Springtime mini-cocottes with eggs and asparagus
List of ingredients
8 spears of freshly-gathered new season green asparagus
2 scallions, finely chopped
6 tablespoons of crème fraîche
4 fresh free-range or organic eggs
Chives, fleur de sel from the Ile de Ré, soft white bread and butter
A Petit Chablis would take on this encounter with assurance, thanks to its powerful aromatic intensity combining with the vegetal flavors of the green asparagus. Spring and meadow flavors, of fresh hay and wild flowers combined with its toasted notes makes a perfect combination with this seasonal vegetable. In the mouth, the more neutral, delicate flavor of the asparagus is brought out by the subtle saline hints of a Petit Chablis. Its vivacity and energy provide structure to this creamy dish.

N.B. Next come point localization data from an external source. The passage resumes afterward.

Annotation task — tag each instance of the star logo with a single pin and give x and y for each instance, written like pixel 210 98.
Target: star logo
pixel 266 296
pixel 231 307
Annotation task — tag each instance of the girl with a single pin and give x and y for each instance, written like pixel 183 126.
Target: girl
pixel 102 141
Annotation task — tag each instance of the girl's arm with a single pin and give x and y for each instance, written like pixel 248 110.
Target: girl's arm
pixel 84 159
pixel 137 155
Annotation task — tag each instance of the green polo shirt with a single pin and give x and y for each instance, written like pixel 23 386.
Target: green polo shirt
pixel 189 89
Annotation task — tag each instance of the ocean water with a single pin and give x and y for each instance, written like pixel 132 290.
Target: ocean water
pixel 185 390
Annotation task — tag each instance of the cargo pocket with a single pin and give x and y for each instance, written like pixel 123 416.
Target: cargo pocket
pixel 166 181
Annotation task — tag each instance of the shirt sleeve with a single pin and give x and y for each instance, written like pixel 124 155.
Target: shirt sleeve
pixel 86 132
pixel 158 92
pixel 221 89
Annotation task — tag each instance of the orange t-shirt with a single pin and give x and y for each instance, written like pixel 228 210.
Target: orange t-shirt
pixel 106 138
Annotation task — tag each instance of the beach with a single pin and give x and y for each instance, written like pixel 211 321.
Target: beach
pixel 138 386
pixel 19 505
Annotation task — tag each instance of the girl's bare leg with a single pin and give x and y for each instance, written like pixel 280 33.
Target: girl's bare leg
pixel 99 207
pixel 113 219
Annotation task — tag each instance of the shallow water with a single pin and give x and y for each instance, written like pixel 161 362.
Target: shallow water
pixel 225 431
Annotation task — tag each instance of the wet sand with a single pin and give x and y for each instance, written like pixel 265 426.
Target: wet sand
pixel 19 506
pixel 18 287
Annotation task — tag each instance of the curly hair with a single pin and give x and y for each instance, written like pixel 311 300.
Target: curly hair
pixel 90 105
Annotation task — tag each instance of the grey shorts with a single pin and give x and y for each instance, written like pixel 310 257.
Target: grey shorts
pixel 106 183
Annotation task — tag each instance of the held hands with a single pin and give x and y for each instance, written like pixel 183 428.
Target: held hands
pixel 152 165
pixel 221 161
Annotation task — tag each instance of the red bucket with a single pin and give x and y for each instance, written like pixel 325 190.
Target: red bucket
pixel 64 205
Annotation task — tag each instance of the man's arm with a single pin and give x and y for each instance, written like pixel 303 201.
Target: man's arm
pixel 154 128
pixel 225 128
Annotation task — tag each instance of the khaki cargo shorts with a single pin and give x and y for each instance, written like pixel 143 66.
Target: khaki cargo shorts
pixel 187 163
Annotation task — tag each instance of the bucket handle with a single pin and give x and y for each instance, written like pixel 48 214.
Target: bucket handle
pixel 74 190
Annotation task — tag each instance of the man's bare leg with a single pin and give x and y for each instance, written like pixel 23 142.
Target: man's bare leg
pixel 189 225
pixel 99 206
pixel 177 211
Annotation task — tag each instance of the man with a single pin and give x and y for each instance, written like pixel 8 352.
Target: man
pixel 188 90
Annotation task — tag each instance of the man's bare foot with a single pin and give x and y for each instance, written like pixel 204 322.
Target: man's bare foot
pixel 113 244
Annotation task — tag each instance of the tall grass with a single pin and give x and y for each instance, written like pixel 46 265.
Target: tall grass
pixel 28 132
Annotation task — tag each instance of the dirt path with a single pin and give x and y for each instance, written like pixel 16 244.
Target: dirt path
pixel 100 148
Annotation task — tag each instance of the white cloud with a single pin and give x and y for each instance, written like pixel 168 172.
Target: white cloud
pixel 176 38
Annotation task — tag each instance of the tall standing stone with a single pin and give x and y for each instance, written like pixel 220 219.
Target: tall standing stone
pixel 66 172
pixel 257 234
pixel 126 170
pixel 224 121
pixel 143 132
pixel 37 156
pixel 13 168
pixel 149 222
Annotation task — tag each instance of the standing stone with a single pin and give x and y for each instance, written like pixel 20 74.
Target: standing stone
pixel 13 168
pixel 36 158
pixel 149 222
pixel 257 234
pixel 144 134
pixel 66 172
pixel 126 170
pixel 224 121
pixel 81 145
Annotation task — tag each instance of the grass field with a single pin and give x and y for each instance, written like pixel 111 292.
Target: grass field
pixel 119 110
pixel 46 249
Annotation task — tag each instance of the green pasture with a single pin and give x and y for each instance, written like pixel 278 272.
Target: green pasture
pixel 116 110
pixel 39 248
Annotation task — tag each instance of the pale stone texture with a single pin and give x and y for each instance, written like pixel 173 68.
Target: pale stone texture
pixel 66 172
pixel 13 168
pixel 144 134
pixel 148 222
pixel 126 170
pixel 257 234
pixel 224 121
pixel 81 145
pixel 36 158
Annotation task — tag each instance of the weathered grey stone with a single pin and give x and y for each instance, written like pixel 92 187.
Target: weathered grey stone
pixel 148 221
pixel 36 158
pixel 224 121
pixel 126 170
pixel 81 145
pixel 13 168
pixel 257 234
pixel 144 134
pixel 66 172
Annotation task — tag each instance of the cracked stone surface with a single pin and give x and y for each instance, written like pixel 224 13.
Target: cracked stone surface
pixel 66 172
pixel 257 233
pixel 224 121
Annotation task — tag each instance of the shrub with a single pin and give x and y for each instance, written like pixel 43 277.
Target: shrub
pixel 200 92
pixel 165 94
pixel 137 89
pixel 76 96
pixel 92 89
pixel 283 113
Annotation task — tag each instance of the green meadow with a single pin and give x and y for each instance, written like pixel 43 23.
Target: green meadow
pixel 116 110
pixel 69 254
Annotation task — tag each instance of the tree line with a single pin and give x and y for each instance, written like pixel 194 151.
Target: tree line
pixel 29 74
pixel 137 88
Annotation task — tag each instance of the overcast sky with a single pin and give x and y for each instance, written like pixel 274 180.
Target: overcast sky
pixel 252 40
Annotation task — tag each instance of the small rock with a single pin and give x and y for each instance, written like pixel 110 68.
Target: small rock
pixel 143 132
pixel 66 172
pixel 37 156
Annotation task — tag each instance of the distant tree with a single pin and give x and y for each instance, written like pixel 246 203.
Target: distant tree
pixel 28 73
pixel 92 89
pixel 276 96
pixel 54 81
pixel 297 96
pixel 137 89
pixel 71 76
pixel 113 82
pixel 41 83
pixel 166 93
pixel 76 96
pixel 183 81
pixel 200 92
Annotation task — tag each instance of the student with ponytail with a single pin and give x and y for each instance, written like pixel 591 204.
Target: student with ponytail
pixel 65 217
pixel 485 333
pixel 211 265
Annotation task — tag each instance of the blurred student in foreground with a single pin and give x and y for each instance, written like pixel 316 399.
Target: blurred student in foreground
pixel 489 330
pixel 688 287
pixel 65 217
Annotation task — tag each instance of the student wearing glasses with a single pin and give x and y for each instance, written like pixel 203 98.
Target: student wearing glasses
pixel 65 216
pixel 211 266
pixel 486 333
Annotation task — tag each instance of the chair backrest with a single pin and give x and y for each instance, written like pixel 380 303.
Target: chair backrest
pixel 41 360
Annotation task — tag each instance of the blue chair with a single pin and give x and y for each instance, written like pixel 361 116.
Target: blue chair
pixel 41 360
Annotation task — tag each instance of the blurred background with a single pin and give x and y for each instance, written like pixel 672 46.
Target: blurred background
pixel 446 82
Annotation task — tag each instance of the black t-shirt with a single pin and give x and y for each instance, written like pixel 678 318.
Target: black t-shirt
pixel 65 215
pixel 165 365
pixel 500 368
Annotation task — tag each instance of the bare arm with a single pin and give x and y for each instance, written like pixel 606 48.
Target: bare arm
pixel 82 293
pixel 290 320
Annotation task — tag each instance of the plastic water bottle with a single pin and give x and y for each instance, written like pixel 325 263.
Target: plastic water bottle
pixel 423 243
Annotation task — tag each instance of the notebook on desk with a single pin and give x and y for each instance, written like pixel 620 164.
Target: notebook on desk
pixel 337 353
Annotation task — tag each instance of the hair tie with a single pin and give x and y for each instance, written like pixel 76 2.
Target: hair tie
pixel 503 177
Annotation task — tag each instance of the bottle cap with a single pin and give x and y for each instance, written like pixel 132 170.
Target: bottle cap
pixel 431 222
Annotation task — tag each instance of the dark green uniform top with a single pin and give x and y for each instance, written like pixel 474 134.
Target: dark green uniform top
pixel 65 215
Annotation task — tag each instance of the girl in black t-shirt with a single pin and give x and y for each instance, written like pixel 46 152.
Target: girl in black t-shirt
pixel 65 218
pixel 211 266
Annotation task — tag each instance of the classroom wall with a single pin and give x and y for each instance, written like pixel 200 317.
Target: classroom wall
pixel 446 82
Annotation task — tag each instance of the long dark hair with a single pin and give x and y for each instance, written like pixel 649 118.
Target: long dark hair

Carefully peel the asparagus spears, taking care to only remove the fibrous outer layer. Rinse in cold water to remove any lingering sand. Tie them into a bunch and trim to the same length.
Cook them vertically in a saucepan with no lid, in salted, boiling water. The tips should be just above the water line as they cook quicker than the stalks and will thus preserve their subtle flavor. Drain and blot on a tea towel, and then cut into even-sized pieces.
Preheat the oven to 200°C. Place two tablespoons of crème fraîche in each mini-cocotte, along with the shallots and asparagus. Break an egg on top, and bake for 10 minutes.
After cooking, sprinkle with chopped chives and a few grains of salt. Serve with fingers of buttered toast.
Make a puree by blending a few asparagus spears with some cream and potato to add to the mini-cocotte. For a more local Bourgogne flavor, use purple-tipped white asparagus from the Côte d’Or or the Yonne, and those from the villages of Ruffey and Verdigny in particular. A suave, generous wine such as a Chablis would be perfect with this asparagus that is less vegetal on the nose.